Sebastiaan Dammann

Blogging, coding, 3D printing and reviews

Comparing .NET testing frameworks: Unit testing

In this post we are going to compare several well-known testing frameworks which are used in the .NET ecosystem: MSTest 10 (Visual Studio 2015), XUnit 2.1, and NUnit 3.2. We will look at the basic functionality, extensibility, error reporting, style, and documentation. The code for this blog post can be found at Github.

Excluded frameworks

I have not taken into account the various Specflow-like frameworks available in .NET, since I am not familiar with those. I have also not looked at the older testing frameworks like MbUnit which are not maintained any longer.

Functionality

Of the three test frameworks, MSTest is meant to be a test framework which should be suitable for all types of tests. Integration tests, web (load) performance tests, and unit tests can all be developed in MSTest. Some people call MSTest a framework “which can do anything but is good at nothing”.

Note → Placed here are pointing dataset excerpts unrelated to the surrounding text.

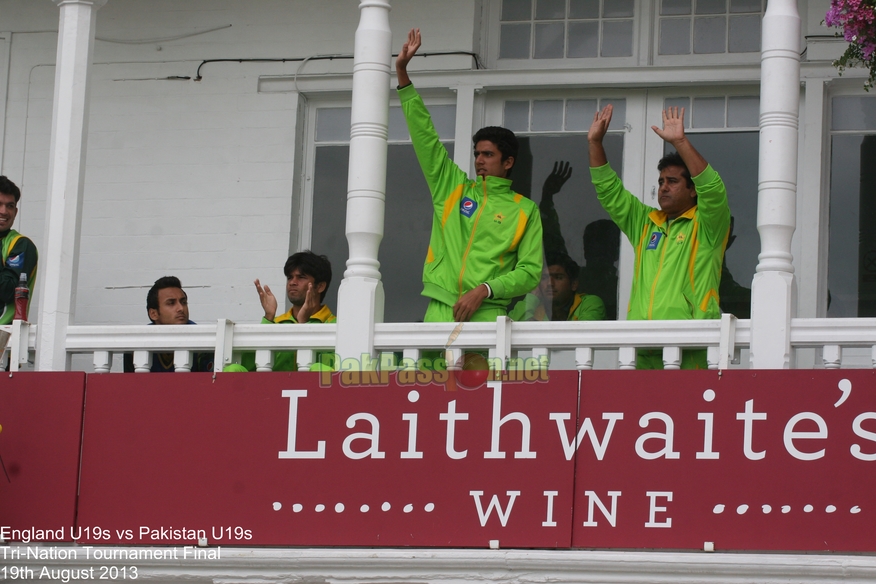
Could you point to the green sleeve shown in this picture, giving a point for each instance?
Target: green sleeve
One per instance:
(712, 208)
(527, 272)
(591, 308)
(550, 221)
(25, 251)
(628, 212)
(442, 174)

NUnit and XUnit are meant as pure unit testing frameworks. However, for integration testing (not pure unit tests) they can also work fine, as long as you don’t depend on tests having order. We will come back in a later blog post on this.

Data based / dynamic tests

All test frameworks allow support for data based or dynamic tests in one way or another.

MSTest

Allows decoration of tests with an DataSourceAttribute. In a DataSourceAttribute you provide a connection string of a data source to use for testing. For example: An SQL database, or an Excel file. Data is accessed via the TestContext.DataRow property.

It does not appear to be possible to provide hardcoded source testcases or dynamic test cases. I suppose one could write an OLEDB provider to provide test case when stuck with MSTest. You’re limited with whatever you can put in a ADO.NET DataRow though.

NUnit

NUnit does not appear to have explicit built-in support for external datasource-based testing. This doesn’t matter however, because NUnit offers more flexibility using the TestCaseSource attribute. The attribute arguments refers to a member on a type which provides an IEnumerable with data.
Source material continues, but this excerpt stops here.